Friday, January 3, 2014

Medical and emotional update

As you probably know, the reason I am here in Georgia is to see a doctor about my tongue. When I scheduled my flight I had an appointment on January 2, but that had to be rescheduled to January 8th. At that appointment the doctor will determine the next step. At my appointment in June and through email we have discussed that the next step will probably be a Mohs procedure, in which they remove the abnormal tissue a little at a time until they get clear margins (normal healthy tissue around the edges.) The doctor won't schedule a procedure until he has seen me first, which sounds like good practice, but they will leave a spot for me in the OR (operating room) schedule so that things can move quickly after my initial visit. So in answer to the many questions about when I will have a procedure, "I don't know."
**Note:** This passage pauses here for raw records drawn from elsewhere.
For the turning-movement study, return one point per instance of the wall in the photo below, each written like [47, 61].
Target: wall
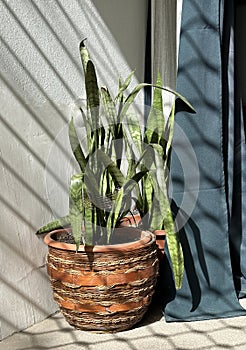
[40, 78]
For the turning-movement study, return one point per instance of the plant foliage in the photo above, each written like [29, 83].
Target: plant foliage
[107, 187]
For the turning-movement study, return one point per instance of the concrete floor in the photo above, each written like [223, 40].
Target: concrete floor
[153, 333]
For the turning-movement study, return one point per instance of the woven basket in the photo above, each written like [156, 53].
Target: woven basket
[103, 288]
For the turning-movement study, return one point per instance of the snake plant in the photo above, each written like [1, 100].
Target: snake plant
[122, 167]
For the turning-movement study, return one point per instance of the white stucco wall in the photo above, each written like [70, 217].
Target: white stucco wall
[40, 76]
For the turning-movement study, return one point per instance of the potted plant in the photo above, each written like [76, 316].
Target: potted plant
[103, 275]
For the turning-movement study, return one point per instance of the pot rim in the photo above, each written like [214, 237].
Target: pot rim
[147, 238]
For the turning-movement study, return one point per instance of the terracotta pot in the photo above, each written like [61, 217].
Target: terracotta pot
[134, 220]
[103, 288]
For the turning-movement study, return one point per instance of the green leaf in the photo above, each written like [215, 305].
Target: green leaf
[92, 93]
[75, 145]
[75, 208]
[114, 171]
[109, 106]
[164, 209]
[84, 54]
[123, 86]
[156, 120]
[139, 87]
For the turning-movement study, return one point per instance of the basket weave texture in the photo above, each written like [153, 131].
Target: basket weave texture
[103, 291]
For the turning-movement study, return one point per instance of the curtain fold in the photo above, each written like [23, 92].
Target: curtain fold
[208, 168]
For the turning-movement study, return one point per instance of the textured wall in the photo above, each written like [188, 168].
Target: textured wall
[40, 77]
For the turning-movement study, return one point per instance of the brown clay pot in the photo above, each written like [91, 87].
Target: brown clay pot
[103, 288]
[159, 234]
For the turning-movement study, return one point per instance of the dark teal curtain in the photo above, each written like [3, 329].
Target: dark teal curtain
[208, 169]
It has been interesting to talk with people here and realize that one way God has changed me over the last 6 months is that I am much more comfortable with not knowing. Life in Uganda is generally so unpredictable that plans are often irrelevant. When I heard that my appointment was bumped to 6 days later, it didn't actually bother me that much. My biggest anxiety about this whole thing with my tongue is that somehow the progression of this problem with my tongue would require me to move back to the states for an extended period of time, taking me away for the ministry, the people and the country that I have grown to love.
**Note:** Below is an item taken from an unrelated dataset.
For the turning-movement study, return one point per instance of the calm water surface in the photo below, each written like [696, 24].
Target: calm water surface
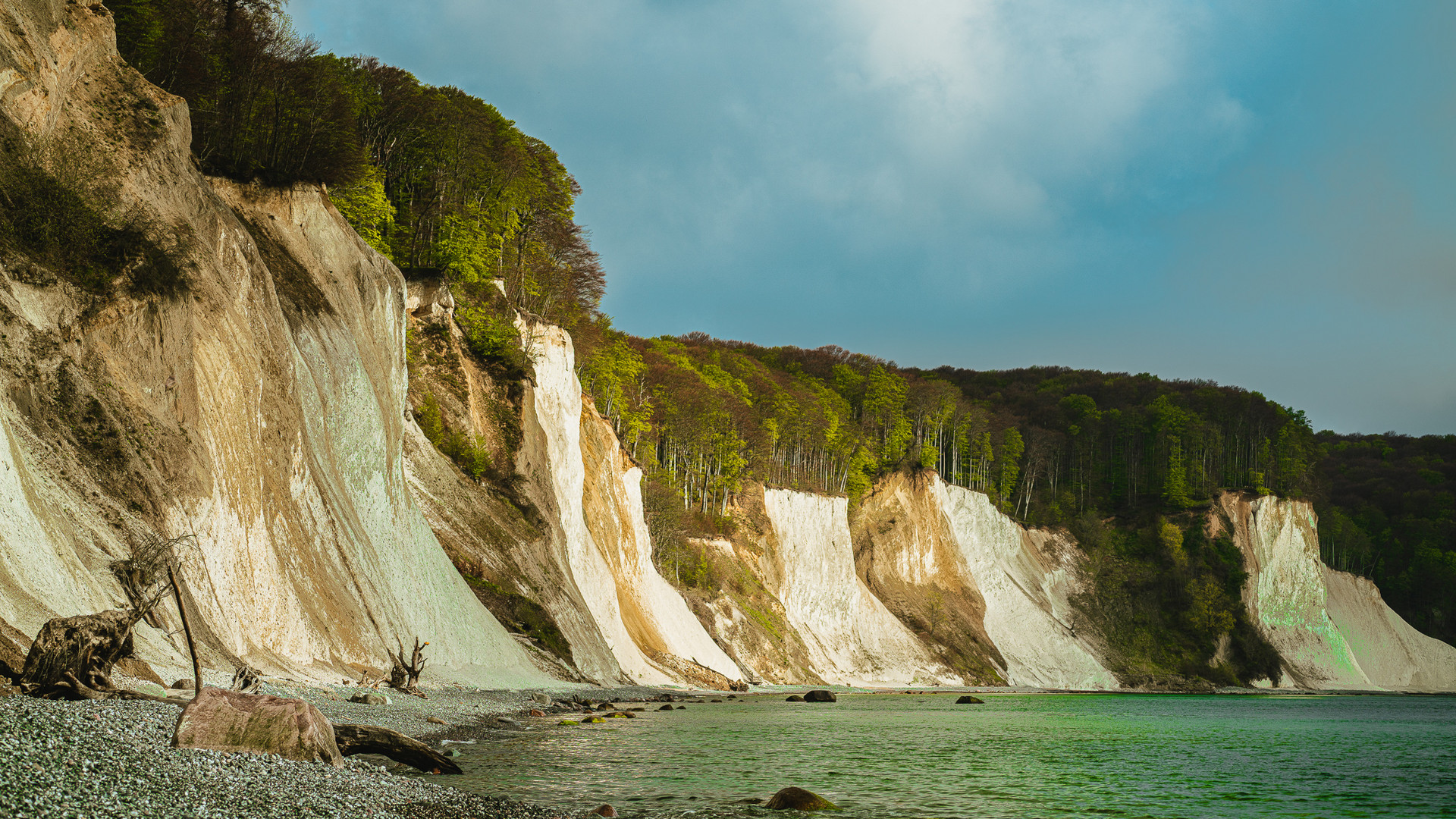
[1015, 757]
Please don't misunderstand, I am so thankful for the time that I have here with my family, friends and church family. I have been thanking God that this medical problem gives me the opportunity to spend time with so many of you! But these six months in Uganda have confirmed even more that the work at Good Shepherd's Fold was what I was created for. I absolutely love the children there and miss my toddler neighbors who braid my hair, aka tie my hair in knots, daily. I love teaching the missionary kids who have such an amazing perspective on life. I love holding and kissing the babies who don't have a mom to hold them. I love worshiping in the village with JaJas (grandmothers) who cannot talk to me, but love God with their whole heart and pray earnestly for me and my family in their own language. I love going to the hospital in Buikwe, and praying with those who are sick as we all learn that each moment of life is a gift from our Lord. I love to see my children's hearts growing in compassion for those in need. I love to see how God is working all things for the good of his children even when we don't understand it. I love living in a place where I feel the need to pray about everything because we realize that we are not the ones in control. I also love living in a place where everything is green and usually warm and there are monkeys in the trees and we can go on safari for family vacation, but that is a bit more of a selfish reason.

So as I was trying to explain to my community group friends my mixed emotions of wanting to be with my friends and family here and wanting to be in Uganda at GSF, one friend teased me saying, "So what you're saying is that you want us all to move to Uganda? Don't you think that is a little selfish?" Exactly. So when is everyone coming?